Most brains can juggle those pieces. The ADHD brain struggles to. Working memory, the mental workspace where thoughts are held and processed, is impaired. So while the anxious thought runs freely, the calming counter-thought, the "this is going to be okay", gets dropped.
The worry stays. The reassurance doesn't. And without anything to counterbalance it, the spiral deepens.
Which raises something important. Why does the emotional thought run so much harder than the rational one?
Why #4: Why does the emotional thought always win?
Emotional dysregulation is a core feature of ADHD, not a side effect of it.
The ADHD brain reacts to emotional triggers faster and more intensely than a neurotypical brain. A small worry lands harder. A passing criticism stings longer. A moment of uncertainty escalates more quickly. Not because of weakness or sensitivity, but because the emotional response fires before the rational brain has time to catch up.
Research increasingly recognises emotional dysregulation not as an occasional complication of ADHD but as one of its defining characteristics. The emotional accelerator is always slightly over-sensitive. The rational brake is always slightly slow.
Put those two things together and a small thought can become a large spiral before anything has had the chance to intervene.
But why is the rational brake so slow? What is actually happening in the brain?
Why #5: Why is the rational brake always slow?
The prefrontal cortex, the part of the brain responsible for rational thought, impulse control, and emotional regulation, is the exact part of the brain that ADHD affects most.
This is the root of it. The prefrontal cortex is supposed to act as the regulator. It assesses emotional responses, applies context, holds reassuring information in place, and signals when a thought has gone far enough. It is, in effect, the off switch.
In the ADHD brain, that system functions differently. The prefrontal cortex is slower to activate, less consistent in its regulation, and less able to override the emotional response firing beneath it. The part of the brain that should stop the spiral is the same part of the brain that ADHD impairs most directly.
The spiral isn't overthinking. It isn't anxiety, though the two often travel together. It is a neurological loop with a structurally weakened off switch. The brain is not broken. It is wired differently, in a way that makes certain loops very hard to escape.

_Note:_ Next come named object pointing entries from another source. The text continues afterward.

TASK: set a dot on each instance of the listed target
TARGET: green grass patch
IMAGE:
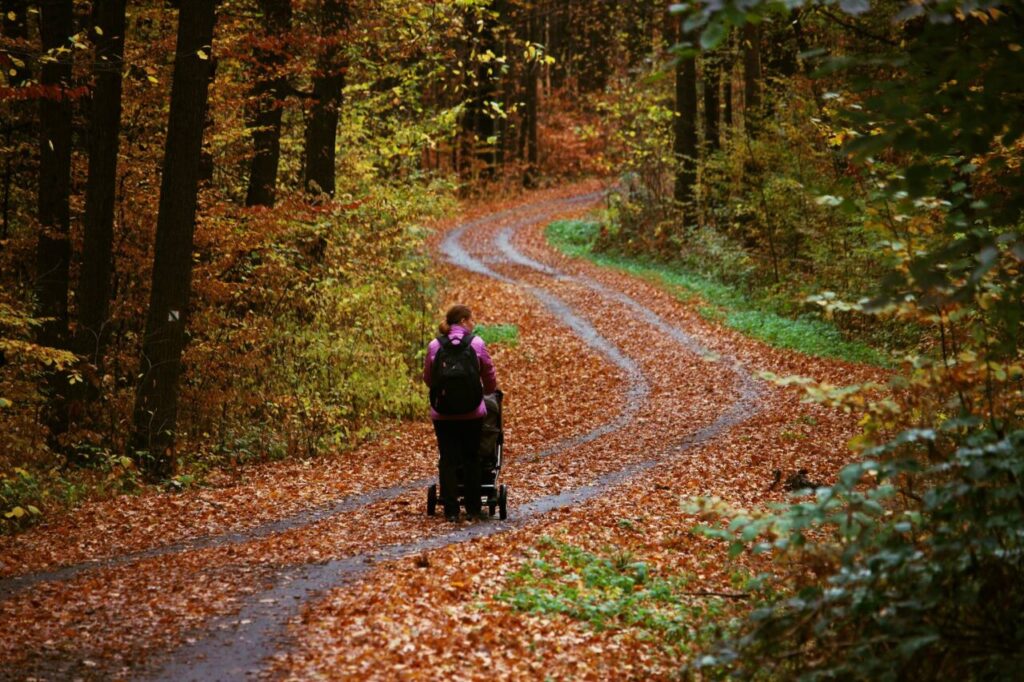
(498, 334)
(719, 302)
(612, 591)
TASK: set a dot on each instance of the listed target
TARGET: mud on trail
(621, 400)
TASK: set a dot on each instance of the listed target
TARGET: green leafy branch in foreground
(722, 303)
(610, 592)
(919, 560)
(507, 335)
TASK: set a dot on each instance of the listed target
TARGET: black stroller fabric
(492, 432)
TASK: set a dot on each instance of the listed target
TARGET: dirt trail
(219, 606)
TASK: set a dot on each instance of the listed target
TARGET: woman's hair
(455, 315)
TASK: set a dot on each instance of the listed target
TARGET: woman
(459, 376)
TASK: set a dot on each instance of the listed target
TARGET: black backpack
(455, 377)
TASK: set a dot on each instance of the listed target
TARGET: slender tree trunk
(685, 129)
(104, 133)
(268, 94)
(15, 29)
(485, 128)
(752, 78)
(713, 112)
(322, 129)
(727, 84)
(53, 247)
(530, 83)
(157, 401)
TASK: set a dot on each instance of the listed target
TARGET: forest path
(609, 382)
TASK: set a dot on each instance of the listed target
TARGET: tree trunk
(685, 128)
(752, 77)
(484, 126)
(322, 129)
(104, 133)
(712, 109)
(53, 247)
(727, 84)
(156, 402)
(530, 83)
(268, 94)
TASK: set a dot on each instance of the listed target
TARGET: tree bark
(685, 129)
(530, 83)
(322, 129)
(53, 246)
(727, 84)
(156, 402)
(752, 77)
(104, 134)
(712, 109)
(268, 94)
(484, 126)
(15, 30)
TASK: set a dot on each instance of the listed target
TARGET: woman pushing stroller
(459, 371)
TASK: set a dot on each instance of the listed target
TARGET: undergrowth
(717, 301)
(501, 334)
(612, 591)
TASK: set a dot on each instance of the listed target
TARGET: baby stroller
(492, 440)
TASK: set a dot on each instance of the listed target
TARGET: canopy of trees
(206, 208)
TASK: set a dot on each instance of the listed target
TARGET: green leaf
(713, 36)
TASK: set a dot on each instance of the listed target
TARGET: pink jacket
(487, 376)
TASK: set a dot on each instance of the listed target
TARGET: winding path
(239, 645)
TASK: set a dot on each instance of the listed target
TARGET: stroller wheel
(432, 500)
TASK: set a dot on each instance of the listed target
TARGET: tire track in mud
(239, 645)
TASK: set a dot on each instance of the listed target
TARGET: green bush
(499, 334)
(911, 586)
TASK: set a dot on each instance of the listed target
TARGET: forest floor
(621, 401)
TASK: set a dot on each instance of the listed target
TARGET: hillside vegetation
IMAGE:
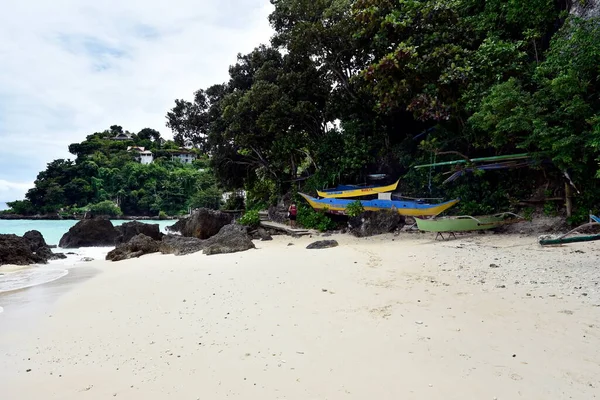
(349, 88)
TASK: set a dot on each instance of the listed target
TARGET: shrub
(250, 218)
(311, 219)
(354, 209)
(106, 207)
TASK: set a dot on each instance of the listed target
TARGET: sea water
(15, 278)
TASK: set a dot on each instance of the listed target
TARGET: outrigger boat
(594, 221)
(403, 207)
(342, 191)
(465, 223)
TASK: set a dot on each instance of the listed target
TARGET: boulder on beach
(371, 223)
(16, 250)
(205, 223)
(261, 234)
(29, 249)
(177, 226)
(93, 232)
(136, 247)
(131, 229)
(180, 245)
(230, 239)
(322, 244)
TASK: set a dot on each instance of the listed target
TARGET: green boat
(465, 223)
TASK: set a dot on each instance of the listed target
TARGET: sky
(69, 68)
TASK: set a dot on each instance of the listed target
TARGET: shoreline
(12, 217)
(387, 316)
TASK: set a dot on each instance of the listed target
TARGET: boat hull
(459, 224)
(406, 208)
(349, 191)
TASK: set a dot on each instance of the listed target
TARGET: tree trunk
(568, 199)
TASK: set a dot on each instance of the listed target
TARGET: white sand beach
(390, 317)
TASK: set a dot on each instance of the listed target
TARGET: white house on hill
(183, 156)
(143, 156)
(122, 136)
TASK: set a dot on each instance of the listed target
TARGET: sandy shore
(480, 317)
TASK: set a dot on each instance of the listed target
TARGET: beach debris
(322, 244)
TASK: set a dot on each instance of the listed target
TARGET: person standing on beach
(292, 211)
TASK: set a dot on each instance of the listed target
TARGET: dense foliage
(105, 178)
(347, 88)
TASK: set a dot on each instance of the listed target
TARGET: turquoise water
(53, 230)
(15, 278)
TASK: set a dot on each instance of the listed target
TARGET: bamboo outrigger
(402, 207)
(564, 239)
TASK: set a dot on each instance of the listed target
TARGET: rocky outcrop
(136, 247)
(180, 245)
(230, 239)
(16, 250)
(89, 233)
(204, 223)
(29, 249)
(261, 234)
(38, 245)
(177, 226)
(372, 223)
(322, 244)
(131, 229)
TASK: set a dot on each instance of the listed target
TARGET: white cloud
(73, 67)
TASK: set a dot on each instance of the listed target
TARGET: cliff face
(585, 8)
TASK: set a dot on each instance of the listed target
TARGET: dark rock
(17, 250)
(179, 245)
(36, 240)
(322, 244)
(130, 229)
(204, 223)
(177, 226)
(263, 234)
(230, 239)
(372, 223)
(136, 247)
(89, 233)
(29, 249)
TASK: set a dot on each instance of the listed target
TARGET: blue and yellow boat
(413, 208)
(343, 191)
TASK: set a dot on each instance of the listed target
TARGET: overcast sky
(69, 68)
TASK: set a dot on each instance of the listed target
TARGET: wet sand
(483, 316)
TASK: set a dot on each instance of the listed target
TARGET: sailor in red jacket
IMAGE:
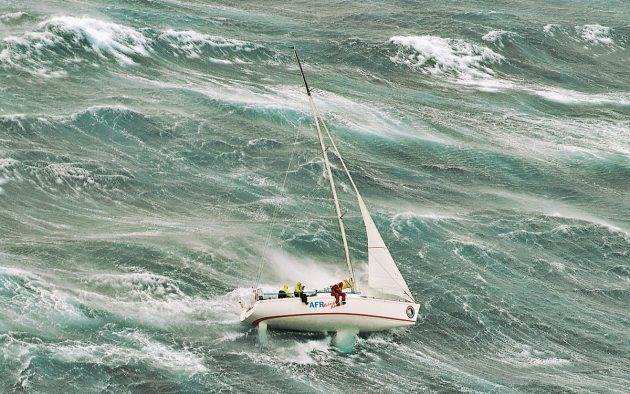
(336, 291)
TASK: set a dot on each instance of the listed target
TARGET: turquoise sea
(143, 150)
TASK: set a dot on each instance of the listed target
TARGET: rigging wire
(275, 210)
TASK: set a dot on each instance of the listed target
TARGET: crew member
(337, 292)
(284, 291)
(298, 291)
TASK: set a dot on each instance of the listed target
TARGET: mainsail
(384, 278)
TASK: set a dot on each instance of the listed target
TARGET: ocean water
(143, 146)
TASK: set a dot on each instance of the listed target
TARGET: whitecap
(550, 28)
(445, 56)
(192, 43)
(12, 16)
(32, 51)
(7, 163)
(103, 37)
(495, 36)
(142, 350)
(595, 34)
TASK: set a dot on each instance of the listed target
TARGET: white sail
(384, 278)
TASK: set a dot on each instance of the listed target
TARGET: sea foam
(595, 34)
(445, 56)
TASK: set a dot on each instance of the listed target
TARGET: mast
(333, 189)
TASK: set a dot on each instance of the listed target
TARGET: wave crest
(445, 56)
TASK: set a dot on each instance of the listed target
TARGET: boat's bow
(360, 313)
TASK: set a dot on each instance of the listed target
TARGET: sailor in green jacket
(298, 291)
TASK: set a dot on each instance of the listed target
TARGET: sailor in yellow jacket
(284, 291)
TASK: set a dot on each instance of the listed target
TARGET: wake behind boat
(386, 302)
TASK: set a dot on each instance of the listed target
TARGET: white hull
(360, 313)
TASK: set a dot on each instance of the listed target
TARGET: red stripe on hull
(255, 322)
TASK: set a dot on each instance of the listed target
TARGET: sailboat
(385, 303)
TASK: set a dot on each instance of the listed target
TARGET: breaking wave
(58, 44)
(445, 56)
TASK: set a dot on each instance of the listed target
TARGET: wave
(192, 44)
(445, 56)
(595, 34)
(13, 17)
(58, 44)
(495, 36)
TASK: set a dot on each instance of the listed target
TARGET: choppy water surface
(142, 150)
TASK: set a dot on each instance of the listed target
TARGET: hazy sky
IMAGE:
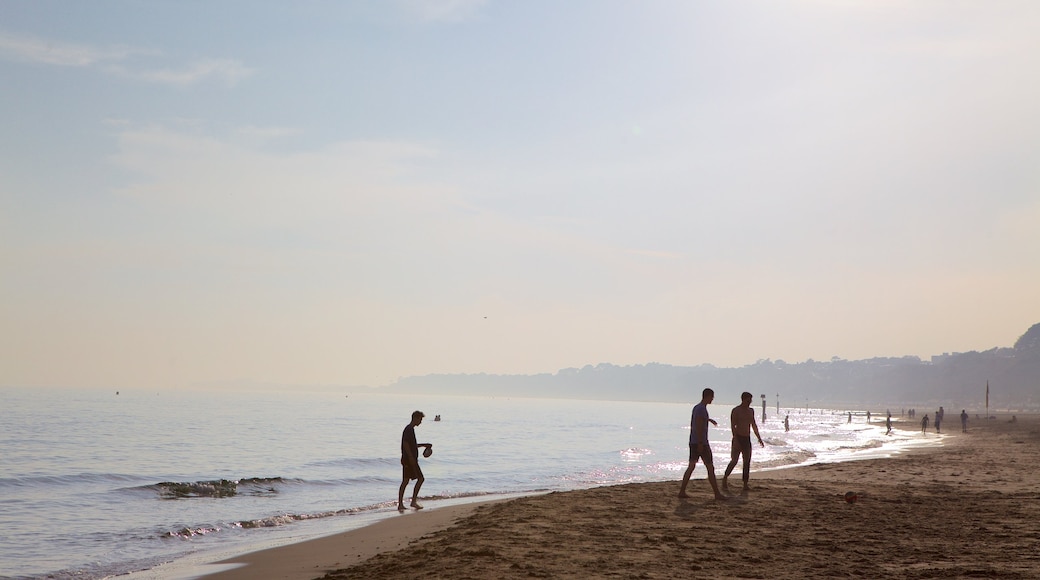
(318, 192)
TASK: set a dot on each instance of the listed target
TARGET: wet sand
(969, 508)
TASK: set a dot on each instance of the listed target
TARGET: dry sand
(967, 509)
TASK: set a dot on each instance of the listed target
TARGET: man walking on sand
(410, 462)
(742, 421)
(699, 448)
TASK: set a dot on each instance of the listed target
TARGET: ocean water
(95, 483)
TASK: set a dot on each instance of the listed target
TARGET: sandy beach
(969, 508)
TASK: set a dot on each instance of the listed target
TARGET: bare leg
(711, 480)
(734, 455)
(400, 495)
(415, 493)
(685, 478)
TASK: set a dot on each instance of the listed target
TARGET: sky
(343, 193)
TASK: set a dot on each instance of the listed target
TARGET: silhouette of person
(699, 448)
(410, 462)
(742, 421)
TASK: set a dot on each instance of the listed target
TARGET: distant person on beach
(742, 421)
(699, 448)
(410, 462)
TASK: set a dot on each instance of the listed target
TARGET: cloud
(443, 10)
(30, 49)
(120, 60)
(226, 70)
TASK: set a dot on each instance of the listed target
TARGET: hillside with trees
(957, 380)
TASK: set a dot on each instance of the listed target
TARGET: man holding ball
(410, 462)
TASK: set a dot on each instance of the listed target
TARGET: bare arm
(754, 425)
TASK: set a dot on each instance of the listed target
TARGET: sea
(96, 483)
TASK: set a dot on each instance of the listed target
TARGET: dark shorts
(409, 471)
(742, 445)
(703, 455)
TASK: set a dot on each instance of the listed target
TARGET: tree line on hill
(957, 380)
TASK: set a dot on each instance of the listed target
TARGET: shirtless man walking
(742, 421)
(699, 448)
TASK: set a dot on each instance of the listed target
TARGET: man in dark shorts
(410, 462)
(699, 448)
(742, 421)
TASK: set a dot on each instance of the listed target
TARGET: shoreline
(966, 508)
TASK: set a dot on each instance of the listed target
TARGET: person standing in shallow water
(410, 462)
(742, 421)
(699, 448)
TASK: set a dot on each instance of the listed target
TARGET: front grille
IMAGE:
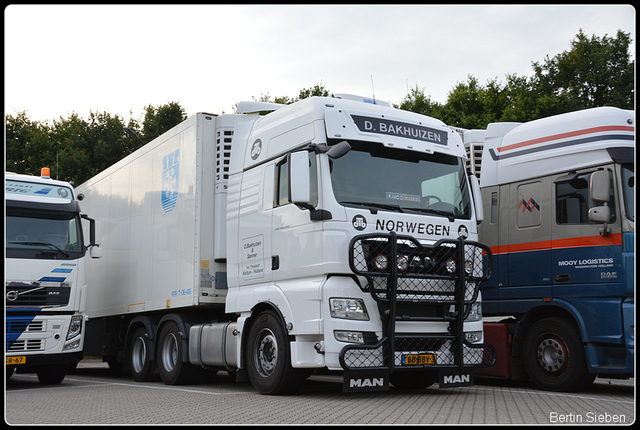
(25, 345)
(43, 294)
(414, 282)
(23, 326)
(443, 347)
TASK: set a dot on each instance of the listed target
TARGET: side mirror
(599, 192)
(600, 186)
(95, 252)
(600, 214)
(299, 182)
(477, 198)
(338, 150)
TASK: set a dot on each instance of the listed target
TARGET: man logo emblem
(359, 222)
(463, 232)
(256, 149)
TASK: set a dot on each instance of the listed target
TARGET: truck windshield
(37, 233)
(374, 176)
(628, 186)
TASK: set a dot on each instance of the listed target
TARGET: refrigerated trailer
(45, 276)
(559, 194)
(327, 234)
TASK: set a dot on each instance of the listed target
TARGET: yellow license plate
(16, 360)
(418, 359)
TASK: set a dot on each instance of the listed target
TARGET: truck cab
(559, 194)
(325, 202)
(45, 276)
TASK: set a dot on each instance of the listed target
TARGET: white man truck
(45, 276)
(559, 198)
(327, 234)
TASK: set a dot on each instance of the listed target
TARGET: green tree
(76, 149)
(594, 72)
(416, 101)
(27, 148)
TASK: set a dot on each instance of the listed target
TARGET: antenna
(373, 91)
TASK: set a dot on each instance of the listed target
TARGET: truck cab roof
(514, 151)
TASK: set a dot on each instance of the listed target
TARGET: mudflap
(451, 378)
(359, 381)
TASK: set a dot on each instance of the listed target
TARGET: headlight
(75, 327)
(349, 336)
(353, 309)
(473, 336)
(381, 262)
(475, 314)
(450, 265)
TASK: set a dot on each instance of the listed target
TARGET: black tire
(53, 374)
(172, 370)
(554, 357)
(140, 362)
(268, 357)
(413, 379)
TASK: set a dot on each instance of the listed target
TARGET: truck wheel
(139, 356)
(413, 380)
(53, 374)
(268, 358)
(554, 357)
(172, 369)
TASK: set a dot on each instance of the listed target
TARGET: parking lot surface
(92, 395)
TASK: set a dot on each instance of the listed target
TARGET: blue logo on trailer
(170, 175)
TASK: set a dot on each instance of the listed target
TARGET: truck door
(529, 261)
(581, 255)
(296, 247)
(587, 267)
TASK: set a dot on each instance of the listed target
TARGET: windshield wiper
(40, 243)
(446, 214)
(373, 206)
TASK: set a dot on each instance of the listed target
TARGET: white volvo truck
(328, 234)
(45, 276)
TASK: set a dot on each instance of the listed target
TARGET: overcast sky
(119, 59)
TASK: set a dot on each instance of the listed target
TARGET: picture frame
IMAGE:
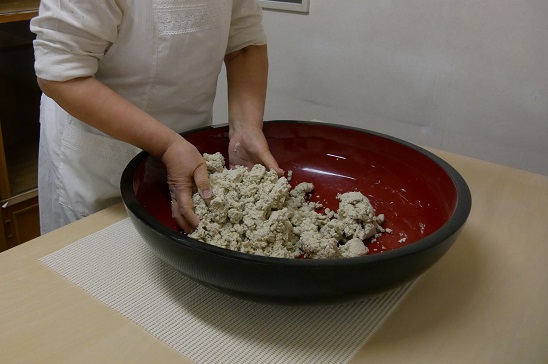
(299, 6)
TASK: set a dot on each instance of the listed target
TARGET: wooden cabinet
(19, 125)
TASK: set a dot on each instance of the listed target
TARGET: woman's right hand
(186, 170)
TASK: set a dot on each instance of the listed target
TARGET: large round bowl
(424, 200)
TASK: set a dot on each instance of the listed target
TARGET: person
(120, 76)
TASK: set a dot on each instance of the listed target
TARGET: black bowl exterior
(281, 282)
(295, 281)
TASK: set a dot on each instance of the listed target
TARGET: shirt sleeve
(73, 36)
(246, 26)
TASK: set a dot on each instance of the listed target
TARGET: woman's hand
(248, 147)
(186, 169)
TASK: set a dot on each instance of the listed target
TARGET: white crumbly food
(255, 211)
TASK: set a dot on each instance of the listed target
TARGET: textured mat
(116, 266)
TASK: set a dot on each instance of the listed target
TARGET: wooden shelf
(19, 125)
(17, 10)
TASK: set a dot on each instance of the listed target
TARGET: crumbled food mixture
(255, 211)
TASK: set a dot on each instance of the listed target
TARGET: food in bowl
(256, 212)
(425, 200)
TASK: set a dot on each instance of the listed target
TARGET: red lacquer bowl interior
(405, 183)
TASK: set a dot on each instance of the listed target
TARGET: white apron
(163, 56)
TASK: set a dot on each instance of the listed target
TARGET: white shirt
(164, 56)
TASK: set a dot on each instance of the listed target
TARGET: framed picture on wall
(300, 6)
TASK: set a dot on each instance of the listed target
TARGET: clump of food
(255, 211)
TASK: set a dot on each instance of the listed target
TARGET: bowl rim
(452, 226)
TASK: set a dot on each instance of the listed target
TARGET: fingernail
(206, 193)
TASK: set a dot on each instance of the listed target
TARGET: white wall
(466, 76)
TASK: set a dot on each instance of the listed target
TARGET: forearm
(99, 106)
(247, 73)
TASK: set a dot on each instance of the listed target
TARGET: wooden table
(485, 301)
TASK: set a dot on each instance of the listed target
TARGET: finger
(185, 208)
(270, 162)
(176, 214)
(201, 179)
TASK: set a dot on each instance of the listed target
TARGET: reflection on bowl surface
(424, 200)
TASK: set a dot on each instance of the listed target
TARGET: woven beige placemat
(117, 267)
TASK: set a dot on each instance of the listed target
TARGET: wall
(466, 76)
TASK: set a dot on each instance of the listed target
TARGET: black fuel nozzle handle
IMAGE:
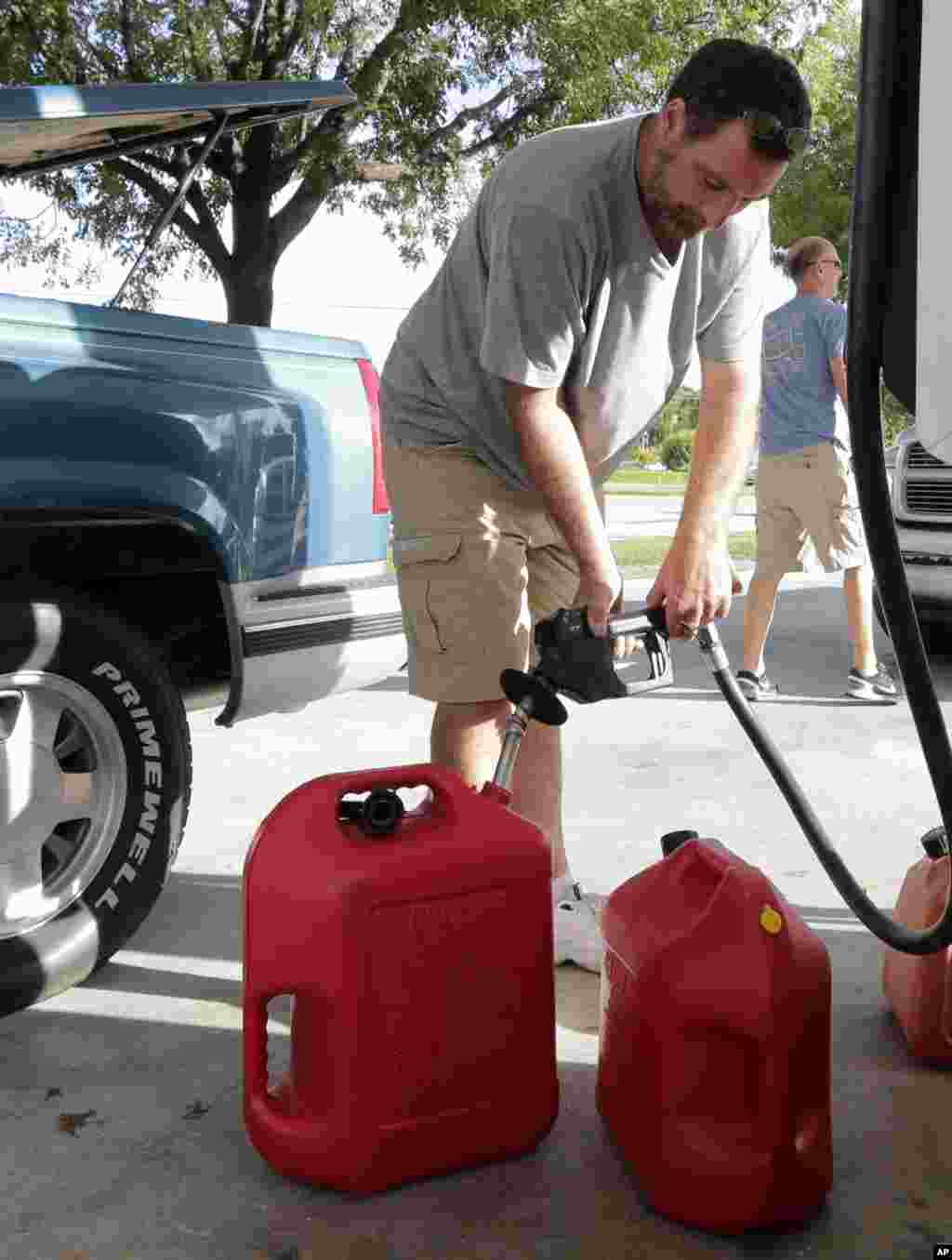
(578, 663)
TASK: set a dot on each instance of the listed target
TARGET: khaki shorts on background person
(802, 497)
(476, 564)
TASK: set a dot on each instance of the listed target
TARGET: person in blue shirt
(806, 493)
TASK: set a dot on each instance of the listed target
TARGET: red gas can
(714, 1061)
(919, 988)
(423, 1029)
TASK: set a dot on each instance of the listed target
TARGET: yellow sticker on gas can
(771, 920)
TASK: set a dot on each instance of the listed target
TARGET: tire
(934, 632)
(95, 780)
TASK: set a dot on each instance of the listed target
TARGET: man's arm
(694, 581)
(557, 465)
(838, 365)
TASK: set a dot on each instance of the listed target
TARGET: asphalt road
(629, 515)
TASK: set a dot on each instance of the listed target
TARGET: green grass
(631, 479)
(645, 554)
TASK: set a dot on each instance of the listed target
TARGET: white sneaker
(578, 936)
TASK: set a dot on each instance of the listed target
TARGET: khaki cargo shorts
(802, 497)
(476, 564)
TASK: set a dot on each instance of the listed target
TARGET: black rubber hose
(879, 922)
(879, 131)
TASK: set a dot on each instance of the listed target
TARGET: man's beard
(670, 219)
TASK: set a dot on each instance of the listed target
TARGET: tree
(815, 195)
(441, 85)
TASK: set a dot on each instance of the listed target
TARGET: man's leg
(469, 738)
(760, 603)
(858, 589)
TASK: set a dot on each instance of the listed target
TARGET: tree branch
(462, 120)
(276, 66)
(540, 105)
(128, 45)
(298, 213)
(366, 80)
(203, 236)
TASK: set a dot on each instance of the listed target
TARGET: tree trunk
(249, 290)
(251, 298)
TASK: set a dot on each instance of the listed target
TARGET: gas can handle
(443, 784)
(256, 1047)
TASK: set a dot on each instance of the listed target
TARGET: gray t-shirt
(554, 279)
(799, 405)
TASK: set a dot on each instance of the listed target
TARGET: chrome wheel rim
(63, 785)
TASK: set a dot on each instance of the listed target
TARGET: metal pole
(171, 209)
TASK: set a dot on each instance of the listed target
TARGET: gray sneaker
(577, 932)
(756, 687)
(871, 687)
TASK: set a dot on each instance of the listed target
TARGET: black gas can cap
(671, 841)
(936, 843)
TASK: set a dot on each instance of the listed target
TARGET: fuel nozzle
(575, 662)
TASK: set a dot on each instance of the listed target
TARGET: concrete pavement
(121, 1100)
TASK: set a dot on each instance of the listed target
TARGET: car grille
(927, 484)
(919, 458)
(930, 497)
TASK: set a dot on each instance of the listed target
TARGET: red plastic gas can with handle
(716, 1042)
(919, 988)
(421, 965)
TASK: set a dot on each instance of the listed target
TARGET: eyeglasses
(767, 130)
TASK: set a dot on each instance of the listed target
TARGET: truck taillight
(372, 387)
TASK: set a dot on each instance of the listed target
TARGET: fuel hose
(889, 64)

Understanding that distinction matters more than it might seem.
In Summary
The ADHD brain spirals because the system designed to interrupt runaway thoughts, hold reassuring context in place, and regulate emotional responses, is the same system that ADHD impairs most directly.
The root cause is prefrontal cortex dysfunction. Not overthinking. Not weakness. Not a failure to just calm down. A neurological difference that makes the brain's own off switch unreliable, leaving emotional thoughts to run further and harder than they should.
For anyone who has spent years wondering why their brain won't just stop, this is the answer. The loop was never a choice. The off switch was always the problem.
And knowing that, it turns out, makes quite a lot of other things start to make sense too.
Have a great week, thank you for reading and remember to stay curious and ask lots of questions this week.